D. C. and MD Land that we probably should not have sold off


Those who should arrive after 1655 were promised 1,000 acres for every five men they transported to the colony, and the rent for it was fixed at 20 shillings a year, payable in the country's produce. Ships from the Old World continued to arrive with settlers for the manors and plantations of lower Maryland. In 1633 began the patents in the upper reaches of the Potomac and near the Falls. Before 1700, the whole area now covered by Washington was in the possession of its first land owners.
As Ninian Beall was responsible for about 200 immigrants coming to the country, when Prince Georges County was created out of Calvert County, over 7,000 acres of his property were found to be in the new county. On part of this acreage, the District of Columbia is now located, an on another part the famed "Dumbarton Oaks." His first tract of land was called "Rock of Dumbarton." This grant was received from Lord Baltimore and was for seven hundred and ninety five acres.

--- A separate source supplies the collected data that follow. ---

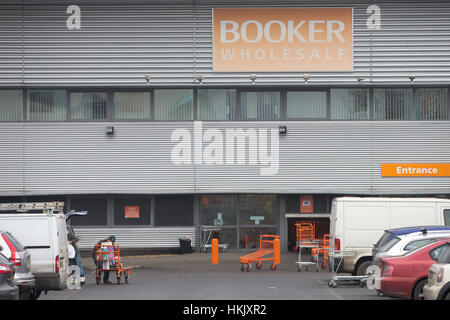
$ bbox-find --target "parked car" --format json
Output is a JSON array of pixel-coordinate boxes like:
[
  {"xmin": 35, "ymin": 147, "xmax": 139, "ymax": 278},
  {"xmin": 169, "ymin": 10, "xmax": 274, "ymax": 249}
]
[
  {"xmin": 375, "ymin": 238, "xmax": 450, "ymax": 300},
  {"xmin": 0, "ymin": 231, "xmax": 35, "ymax": 300},
  {"xmin": 424, "ymin": 241, "xmax": 450, "ymax": 300},
  {"xmin": 373, "ymin": 228, "xmax": 450, "ymax": 265},
  {"xmin": 0, "ymin": 208, "xmax": 69, "ymax": 299},
  {"xmin": 330, "ymin": 197, "xmax": 450, "ymax": 275},
  {"xmin": 372, "ymin": 226, "xmax": 450, "ymax": 258},
  {"xmin": 0, "ymin": 252, "xmax": 19, "ymax": 300}
]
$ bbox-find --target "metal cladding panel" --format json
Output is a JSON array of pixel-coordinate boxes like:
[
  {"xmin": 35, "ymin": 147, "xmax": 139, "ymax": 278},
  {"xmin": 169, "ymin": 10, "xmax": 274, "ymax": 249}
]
[
  {"xmin": 0, "ymin": 123, "xmax": 25, "ymax": 193},
  {"xmin": 73, "ymin": 227, "xmax": 196, "ymax": 249},
  {"xmin": 371, "ymin": 122, "xmax": 450, "ymax": 193},
  {"xmin": 370, "ymin": 3, "xmax": 450, "ymax": 84},
  {"xmin": 21, "ymin": 122, "xmax": 195, "ymax": 194},
  {"xmin": 194, "ymin": 121, "xmax": 372, "ymax": 193},
  {"xmin": 22, "ymin": 3, "xmax": 194, "ymax": 85},
  {"xmin": 0, "ymin": 4, "xmax": 23, "ymax": 85},
  {"xmin": 0, "ymin": 1, "xmax": 449, "ymax": 86}
]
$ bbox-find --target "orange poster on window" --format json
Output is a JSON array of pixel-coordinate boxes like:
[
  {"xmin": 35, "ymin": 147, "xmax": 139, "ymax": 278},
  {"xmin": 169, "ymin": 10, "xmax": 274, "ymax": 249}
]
[
  {"xmin": 300, "ymin": 195, "xmax": 314, "ymax": 213},
  {"xmin": 213, "ymin": 8, "xmax": 353, "ymax": 72},
  {"xmin": 125, "ymin": 206, "xmax": 140, "ymax": 218}
]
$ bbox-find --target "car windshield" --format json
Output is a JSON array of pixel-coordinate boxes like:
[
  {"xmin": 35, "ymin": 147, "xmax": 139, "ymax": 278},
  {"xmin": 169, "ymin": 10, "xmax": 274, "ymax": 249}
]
[
  {"xmin": 379, "ymin": 237, "xmax": 401, "ymax": 253},
  {"xmin": 4, "ymin": 232, "xmax": 25, "ymax": 251},
  {"xmin": 437, "ymin": 245, "xmax": 450, "ymax": 264},
  {"xmin": 375, "ymin": 231, "xmax": 395, "ymax": 248}
]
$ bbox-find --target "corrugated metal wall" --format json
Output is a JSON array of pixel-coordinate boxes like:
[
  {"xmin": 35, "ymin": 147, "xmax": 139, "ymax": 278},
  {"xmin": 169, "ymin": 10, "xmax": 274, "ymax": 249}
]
[
  {"xmin": 73, "ymin": 227, "xmax": 196, "ymax": 249},
  {"xmin": 0, "ymin": 0, "xmax": 449, "ymax": 85},
  {"xmin": 1, "ymin": 121, "xmax": 449, "ymax": 195}
]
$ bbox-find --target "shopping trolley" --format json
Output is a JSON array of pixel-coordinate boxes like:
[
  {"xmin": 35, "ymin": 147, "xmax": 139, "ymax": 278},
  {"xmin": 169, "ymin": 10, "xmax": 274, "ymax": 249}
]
[
  {"xmin": 294, "ymin": 222, "xmax": 315, "ymax": 251},
  {"xmin": 200, "ymin": 225, "xmax": 229, "ymax": 253},
  {"xmin": 296, "ymin": 239, "xmax": 320, "ymax": 272},
  {"xmin": 240, "ymin": 235, "xmax": 281, "ymax": 272},
  {"xmin": 327, "ymin": 249, "xmax": 368, "ymax": 288},
  {"xmin": 311, "ymin": 234, "xmax": 331, "ymax": 269},
  {"xmin": 95, "ymin": 244, "xmax": 130, "ymax": 285}
]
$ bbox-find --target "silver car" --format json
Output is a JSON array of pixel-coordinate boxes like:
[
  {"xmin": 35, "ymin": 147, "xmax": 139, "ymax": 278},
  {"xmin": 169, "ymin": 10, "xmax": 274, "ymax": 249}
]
[
  {"xmin": 0, "ymin": 231, "xmax": 36, "ymax": 300},
  {"xmin": 373, "ymin": 230, "xmax": 450, "ymax": 266},
  {"xmin": 0, "ymin": 252, "xmax": 18, "ymax": 300}
]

The area in Maryland now included in the District of Columbia, in those days before 1700 was called New Scotland Hundred, and was a part of Charles County. This county was created by Lord Baltimore in 1658. It was the property along the Potomac River from Wicomico "as high as the settlements extend." New Scotland Hundred extended from Oxon Branch (opposite Alexandria, Va.) to the falls of the Potomac. Charles Beall was the pressmaster of this county. The area included:
• "The Nock" - grant of 500 acres first warranted to Ninian Beall.

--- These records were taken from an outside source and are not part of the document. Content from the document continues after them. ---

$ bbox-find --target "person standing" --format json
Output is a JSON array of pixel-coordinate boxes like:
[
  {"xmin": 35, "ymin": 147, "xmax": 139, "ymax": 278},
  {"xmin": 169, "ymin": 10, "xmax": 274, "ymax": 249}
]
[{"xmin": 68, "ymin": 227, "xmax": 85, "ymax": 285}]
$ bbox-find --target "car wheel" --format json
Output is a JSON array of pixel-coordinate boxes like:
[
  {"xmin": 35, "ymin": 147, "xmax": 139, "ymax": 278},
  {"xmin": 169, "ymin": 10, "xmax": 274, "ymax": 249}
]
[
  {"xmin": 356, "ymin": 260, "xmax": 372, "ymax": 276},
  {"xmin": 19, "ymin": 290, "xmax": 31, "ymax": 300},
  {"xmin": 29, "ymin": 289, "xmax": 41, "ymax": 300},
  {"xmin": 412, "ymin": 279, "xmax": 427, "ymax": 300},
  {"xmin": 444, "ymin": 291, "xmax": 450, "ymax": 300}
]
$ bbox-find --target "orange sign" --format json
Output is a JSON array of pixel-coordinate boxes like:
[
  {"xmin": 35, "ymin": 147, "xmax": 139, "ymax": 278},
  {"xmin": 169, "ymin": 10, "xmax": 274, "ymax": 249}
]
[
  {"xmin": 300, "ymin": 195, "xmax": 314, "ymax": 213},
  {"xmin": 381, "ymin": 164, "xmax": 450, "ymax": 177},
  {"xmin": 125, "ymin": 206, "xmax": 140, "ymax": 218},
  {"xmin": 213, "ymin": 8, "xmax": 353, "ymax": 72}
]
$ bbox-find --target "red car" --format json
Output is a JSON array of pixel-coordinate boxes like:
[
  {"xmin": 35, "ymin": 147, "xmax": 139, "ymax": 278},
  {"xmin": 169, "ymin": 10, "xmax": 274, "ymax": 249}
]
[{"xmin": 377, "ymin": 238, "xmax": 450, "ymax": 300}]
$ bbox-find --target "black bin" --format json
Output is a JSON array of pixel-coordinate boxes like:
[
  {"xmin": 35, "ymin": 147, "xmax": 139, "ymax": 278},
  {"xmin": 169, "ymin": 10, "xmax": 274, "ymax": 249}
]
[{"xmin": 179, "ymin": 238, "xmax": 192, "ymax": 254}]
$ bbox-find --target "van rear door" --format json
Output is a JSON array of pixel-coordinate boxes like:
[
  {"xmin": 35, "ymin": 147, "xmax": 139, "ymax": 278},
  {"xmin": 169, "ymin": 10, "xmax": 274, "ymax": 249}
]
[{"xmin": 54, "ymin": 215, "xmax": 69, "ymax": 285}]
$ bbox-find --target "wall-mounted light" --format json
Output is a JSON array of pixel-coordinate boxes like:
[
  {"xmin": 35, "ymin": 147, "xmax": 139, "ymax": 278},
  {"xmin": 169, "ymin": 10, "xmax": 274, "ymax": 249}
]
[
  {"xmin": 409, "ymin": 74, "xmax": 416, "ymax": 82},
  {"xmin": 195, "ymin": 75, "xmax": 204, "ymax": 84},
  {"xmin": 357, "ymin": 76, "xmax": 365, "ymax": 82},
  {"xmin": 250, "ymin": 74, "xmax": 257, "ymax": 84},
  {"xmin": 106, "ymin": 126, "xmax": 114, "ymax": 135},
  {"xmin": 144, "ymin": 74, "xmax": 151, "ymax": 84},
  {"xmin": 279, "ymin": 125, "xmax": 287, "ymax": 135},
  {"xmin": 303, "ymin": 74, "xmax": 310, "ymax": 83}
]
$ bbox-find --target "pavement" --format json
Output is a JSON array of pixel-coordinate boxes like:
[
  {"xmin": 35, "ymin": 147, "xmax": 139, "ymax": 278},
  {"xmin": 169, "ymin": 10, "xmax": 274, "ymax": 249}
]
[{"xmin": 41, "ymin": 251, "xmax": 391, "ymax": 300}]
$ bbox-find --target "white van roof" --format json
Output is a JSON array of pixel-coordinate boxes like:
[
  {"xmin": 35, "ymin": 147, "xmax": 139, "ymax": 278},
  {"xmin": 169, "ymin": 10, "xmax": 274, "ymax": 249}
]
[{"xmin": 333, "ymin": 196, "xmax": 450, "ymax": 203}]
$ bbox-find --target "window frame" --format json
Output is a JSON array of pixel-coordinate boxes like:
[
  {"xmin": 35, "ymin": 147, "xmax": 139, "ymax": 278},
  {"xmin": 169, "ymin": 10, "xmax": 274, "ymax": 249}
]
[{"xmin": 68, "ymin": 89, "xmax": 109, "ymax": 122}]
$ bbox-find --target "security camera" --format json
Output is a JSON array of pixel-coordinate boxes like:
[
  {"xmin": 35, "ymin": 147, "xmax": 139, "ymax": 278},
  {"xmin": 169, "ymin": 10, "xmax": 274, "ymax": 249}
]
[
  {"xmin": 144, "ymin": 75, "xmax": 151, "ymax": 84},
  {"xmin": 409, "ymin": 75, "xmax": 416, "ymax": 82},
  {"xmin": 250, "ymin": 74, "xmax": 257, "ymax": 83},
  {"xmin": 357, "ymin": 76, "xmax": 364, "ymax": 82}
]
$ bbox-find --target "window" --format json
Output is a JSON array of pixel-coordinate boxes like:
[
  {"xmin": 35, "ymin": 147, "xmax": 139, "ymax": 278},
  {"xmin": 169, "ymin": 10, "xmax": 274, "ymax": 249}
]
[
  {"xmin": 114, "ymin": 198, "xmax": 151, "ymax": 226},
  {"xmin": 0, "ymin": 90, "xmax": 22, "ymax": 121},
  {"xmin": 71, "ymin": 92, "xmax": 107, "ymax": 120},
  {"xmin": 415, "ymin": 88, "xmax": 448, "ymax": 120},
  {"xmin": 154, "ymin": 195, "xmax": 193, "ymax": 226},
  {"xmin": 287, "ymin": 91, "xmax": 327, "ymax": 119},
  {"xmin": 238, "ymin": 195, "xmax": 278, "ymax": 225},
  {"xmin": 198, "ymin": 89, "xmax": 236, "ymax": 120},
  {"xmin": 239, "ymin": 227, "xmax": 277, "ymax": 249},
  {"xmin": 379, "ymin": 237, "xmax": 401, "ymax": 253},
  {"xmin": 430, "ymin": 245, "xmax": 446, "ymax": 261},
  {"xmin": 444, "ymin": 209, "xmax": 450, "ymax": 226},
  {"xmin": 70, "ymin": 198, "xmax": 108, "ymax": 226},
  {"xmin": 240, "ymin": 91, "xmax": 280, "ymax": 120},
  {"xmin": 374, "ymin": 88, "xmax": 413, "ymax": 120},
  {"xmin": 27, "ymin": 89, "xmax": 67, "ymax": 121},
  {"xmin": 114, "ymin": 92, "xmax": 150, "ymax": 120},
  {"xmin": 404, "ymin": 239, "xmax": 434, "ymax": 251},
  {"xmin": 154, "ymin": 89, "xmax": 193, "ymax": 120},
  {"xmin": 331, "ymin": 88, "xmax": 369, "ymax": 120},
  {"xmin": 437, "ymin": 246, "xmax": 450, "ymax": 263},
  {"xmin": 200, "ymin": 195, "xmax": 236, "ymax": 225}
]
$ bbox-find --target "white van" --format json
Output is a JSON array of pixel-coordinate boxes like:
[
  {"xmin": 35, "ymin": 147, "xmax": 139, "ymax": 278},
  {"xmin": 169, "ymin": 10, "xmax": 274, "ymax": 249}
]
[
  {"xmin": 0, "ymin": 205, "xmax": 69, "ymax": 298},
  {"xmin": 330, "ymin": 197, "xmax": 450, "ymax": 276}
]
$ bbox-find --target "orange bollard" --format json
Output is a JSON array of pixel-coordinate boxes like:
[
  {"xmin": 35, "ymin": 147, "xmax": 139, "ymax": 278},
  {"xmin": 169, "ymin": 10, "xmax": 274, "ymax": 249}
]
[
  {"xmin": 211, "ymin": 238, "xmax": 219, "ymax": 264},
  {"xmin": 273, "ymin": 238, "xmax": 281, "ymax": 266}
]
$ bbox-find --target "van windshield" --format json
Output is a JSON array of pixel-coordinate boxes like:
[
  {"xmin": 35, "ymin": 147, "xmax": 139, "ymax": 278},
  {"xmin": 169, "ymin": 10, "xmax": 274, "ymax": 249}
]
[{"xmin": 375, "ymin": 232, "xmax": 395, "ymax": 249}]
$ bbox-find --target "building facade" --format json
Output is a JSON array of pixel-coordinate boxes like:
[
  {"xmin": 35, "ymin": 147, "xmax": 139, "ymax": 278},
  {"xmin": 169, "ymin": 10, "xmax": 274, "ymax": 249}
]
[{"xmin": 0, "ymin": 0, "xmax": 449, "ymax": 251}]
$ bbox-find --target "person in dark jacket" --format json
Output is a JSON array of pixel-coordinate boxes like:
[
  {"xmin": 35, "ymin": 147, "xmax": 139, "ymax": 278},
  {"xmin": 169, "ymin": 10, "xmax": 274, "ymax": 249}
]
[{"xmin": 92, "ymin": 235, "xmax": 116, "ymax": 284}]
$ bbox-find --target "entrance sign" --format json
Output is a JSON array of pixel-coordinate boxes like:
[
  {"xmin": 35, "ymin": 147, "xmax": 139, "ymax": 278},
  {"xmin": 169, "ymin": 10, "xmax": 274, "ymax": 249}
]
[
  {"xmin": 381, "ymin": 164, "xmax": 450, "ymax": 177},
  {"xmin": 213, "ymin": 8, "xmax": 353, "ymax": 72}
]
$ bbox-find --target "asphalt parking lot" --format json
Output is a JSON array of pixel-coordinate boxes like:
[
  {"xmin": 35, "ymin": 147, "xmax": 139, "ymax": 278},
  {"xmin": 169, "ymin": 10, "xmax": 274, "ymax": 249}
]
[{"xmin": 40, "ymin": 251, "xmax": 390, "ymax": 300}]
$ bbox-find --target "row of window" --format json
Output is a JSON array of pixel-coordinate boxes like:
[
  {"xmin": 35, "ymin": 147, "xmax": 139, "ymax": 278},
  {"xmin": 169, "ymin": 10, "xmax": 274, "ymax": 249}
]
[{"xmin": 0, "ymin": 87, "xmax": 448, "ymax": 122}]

• "Meurs" - 500 acres first granted to Ninian Beall, originally named "Chance"
• "Barbadoe" - first laid out or surveyed by Ninian Beall, 250 acres
• "Inclosure" - patented on Oct. 2, 1687, 1503 acres surveyed for Ninian Beall and by him taken up in 1687, and which was a tract now part of the National Arboretum.
On the eastern side of the Anacostia River the land belonged to Col. Beall above the land of the Addisons. "Fife Enlarged," 1,050 acres, named for Fifeshire, Scotland, was deeded by Co. Beall so his son Capt. Charles Beall, who died in 1740.
In the western portion of the area later covered by the National Capital, early taken up by various grants, there was no opportunity for ownership by Col. Beall until the end of the 17th century. His interests had centered on the area, however, probably through his early trips to the Garrison at the Falls. Eventually, Col. Beall was successful in obtaining tracts on both sides of Rock Creek, "Rock of Dumbarton" on the western side of Rock Creek, and on the eastern side, nearly opposite "Rock of Dumbarton," his earlier tract, "Beall's Levels," 225 acres between Mr. Hutchison's land, and the tract called "Widow's Mite."